The Milwaukee Braves led the National League in attendance for six straight years from 1953 to 1958 (at which time the Dodgers began to flourish in Los Angeles). The Brewers -- the smallest-market team in baseball -- have drawn three million fans in two of the last three seasons, a figure equal to 53 percent of the population of Wisconsin.
They're not the only team in town, of course. The Milwaukee Bucks have a cute slogan, but few teams really do "Fear the Deer," who had a disappointing 2010-2011 season and now face an NBA lockout. It's been 37 years since that team won a title, Milwaukee's last, and since then the primary Deer to Fear in Milwaukee was Rob Deer, the Brewers slugger and strikeout merchant of the 1980s. In 1987, when I was a junior at Marquette, the Brewers started the season with 13 consecutive wins, one of them a no-hitter by Juan Nieves. After the team's 12th straight victory that April, per a longstanding promise, the George Webb chain of hamburger joints gave away 168,194 burgers in a single day to Brewer fans, many -- if not most of them -- hungry college students.
That 12th straight victory came on Easter Sunday, when the Brewers rallied from a 4-1 deficit in the bottom of the ninth inning, thanks to Deer's game-tying, three-run home run off Rangers reliever Greg Harris. As Deer circled the bases -- right fist raised in the air, golden mullet flouncing in the sun -- the moment was photographed for the cover of that week's Sports Illustrated.
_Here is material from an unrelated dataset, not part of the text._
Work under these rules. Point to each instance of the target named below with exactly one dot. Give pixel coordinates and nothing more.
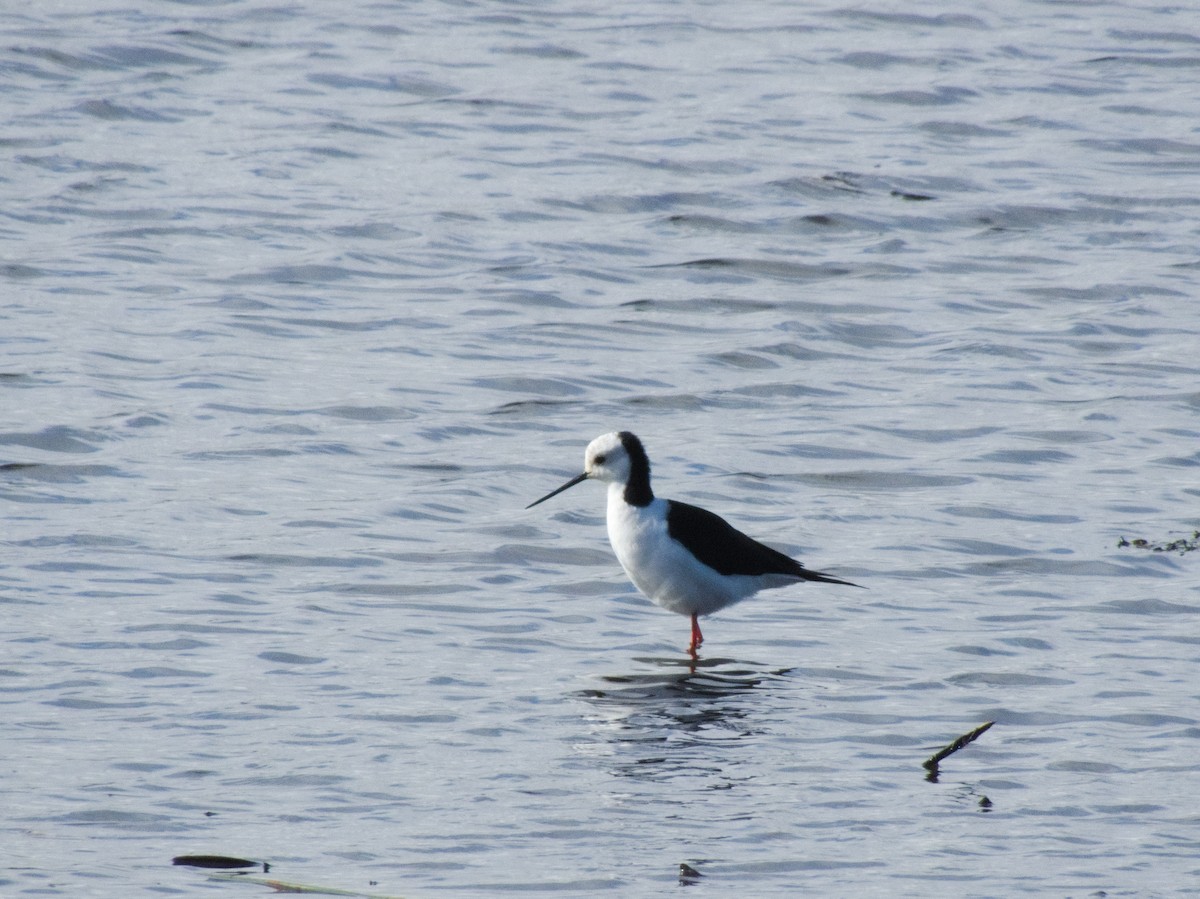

Three batters later, the immortal Dale Sveum won the game with another home run, one still spoken of with reverence in Milwaukee.
I thought of all this yesterday, when the Brewers were on another streak, looking to win their eighth consecutive game. They lost, in 11 innings, to St. Louis, Milwaukee's rival in both brewing and baseball. But the Brewers retained a 2 1/2-game lead over the Cardinals, who may yet, come September, have every reason to Fear the Beer.